Axiom 0.3.0 - The ORM I Won't Shut Up About, Already

Wednesday November 02, 2005
We released Axiom again today.

It's making progress at an even keel these days.

A few minor issues: some bugs were fixed in upgraders, some deployment order dependency issues with Epsilon were fixed. We added some more data integrity checks, and came up with a way to dodge a few more inheritance quirks with Item.

The major upgrade in this release is that queries are objects, rather than simply generators. This shift in API is a subtle step further towards exposing as many efficient SQL operations as possible without exposing any SQL.

Since the release announcement is already over, you might have guessed - I tricked you. This is hardly a release announcement at all. It's an explanation of one of Axiom's goals: complete encapsulation of SQL in an object-oriented model.

Some people, most notably David Heinemeier Hansson, would say that's a pretty bad goal to have. Oddly enough, with the people they are generally arguing against, I'd agree. The relational model should get some respect. It's where your data actually lives. You shouldn't swaddle it to the point where it's suffocating.

The agreement ends pretty quickly though. I think of SQL in your application like fire on a cold night. It keeps me warm, sure, and I shouldn't douse it with water because I'm afraid of getting burned. I might freeze. That doesn't mean I stick my hand into the open flame.

You might ask, why such an intense metaphor? Isn't SQL just another tool in my programming toolbelt?

Metaprogramming is hard, and dress it up however you like, that's what using SQL is. Your code is generating other code, and evaluating its results.

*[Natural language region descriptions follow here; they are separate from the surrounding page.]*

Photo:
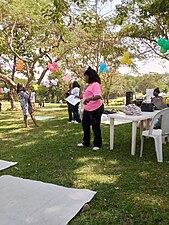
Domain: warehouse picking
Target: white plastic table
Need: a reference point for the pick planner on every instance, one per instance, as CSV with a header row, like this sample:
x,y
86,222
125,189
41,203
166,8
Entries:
x,y
134,119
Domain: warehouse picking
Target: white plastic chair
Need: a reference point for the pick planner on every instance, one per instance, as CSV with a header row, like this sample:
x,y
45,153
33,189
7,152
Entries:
x,y
159,135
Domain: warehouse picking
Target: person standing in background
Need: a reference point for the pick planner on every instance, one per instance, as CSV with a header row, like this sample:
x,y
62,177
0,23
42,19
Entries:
x,y
93,109
75,92
70,110
33,97
158,101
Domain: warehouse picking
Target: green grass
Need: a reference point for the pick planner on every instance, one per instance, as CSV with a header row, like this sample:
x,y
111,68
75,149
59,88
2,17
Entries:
x,y
130,189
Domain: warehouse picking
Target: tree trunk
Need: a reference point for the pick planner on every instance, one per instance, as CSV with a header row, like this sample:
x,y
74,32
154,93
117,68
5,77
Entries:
x,y
11,98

Because metaprogramming is so hard, it is almost exclusively the province of frameworks, environments and operating systems. For good reason, too. Whenever code generates other code, there are potentially very serious mistakes that can get made. SQL is a hobbled language in most databases, so the damage is restricted. It's only restricted in the sense that it won't cause your server to segfault, though. Your database is probably where 99% of your application's (and possibly your company's) value lives anyway, not your server's heap memory. Mistakes in generating SQL that talks to that database can be very costly.

Getting away from SQL injection attacks is a minor feature of Axiom, so it's easy to forget that it is a really serious problem. People make this mistake all the time, with disastrous consequences. Unless you read Bugtraq, that is. In which case you are probably reminded of this somewhere between 2 and 20 times per week.

Having an object model for your SQL also helps you generalize things that might otherwise be overspecific, and test unrelated database features more independently. For example: there is a utility function in Axiom (go read the docstring, it's fun) which finds overlapping ranges of values. The query looks like this:

OR(
AND(startAttribute >= startValue,
startAttribute <= endValue),
AND(endAttribute >= startValue,
endAttribute <= endValue),
AND(startAttribute <= startValue,
endAttribute >= endValue)
)

If that had been accomplished with hand-generated SQL rather than objects, I'd have to quote every one of those attributes. I'd have to figure out how to make sure that the table's name was fully qualified whenever the user passed data into this function - if it needed to be. It would be hard to write a test for. Finally, it'd be hard to know how to properly involve it in a join. All the arguments would be strings, so I would have no idea if they were properly formatted or not until the database spit back a syntax error - which might not contain any useful information.

If I were generating SQL by hand though, I doubt it would have occurred to me to write such a function in the first place. I just would have written the SQL code necessary to do this for the calendar_event table and moved on.

If your database wrapper is going to do caching, queries have to be introspective so that the cache manager knows when a given chunk of SQL might invalidate your cache. Managing caching plus concurrency is hard enough with help from every layer of your system.

There are also some features which are directly supported by a complete object model for queries.

The feature I'm going to be working on tomorrow, a generic browser for tabular data, is another example of where having as much data access as possible happen through objects is helpful. The tabular data browser, or "TDB" as we call it, takes a query-like object as an argument, so you can page through complex queries. That object encapsulates both information about the objects being queried and the database itself, the TDB can both display the data appropriately and easily and quickly generate appropriate SQL. Without such an intermediary layer, the TDB would itself be a mess of string concatenations and quasi-generic SQL generation of its own.

Eventually we hope for Axiom to monitor queries, inserts, deletes and updates as they happen to provide a "live" query interface, which takes the same objects that SQL generation would, but provide an active view onto those objects as they appear, change, and disappear. If you're issuing UPDATEs and INSERTs to the database without going through an intermediary layer there is nowhere to catch this but triggers - and again I find a point of agreement with DHH, the database is not where the smarts belong.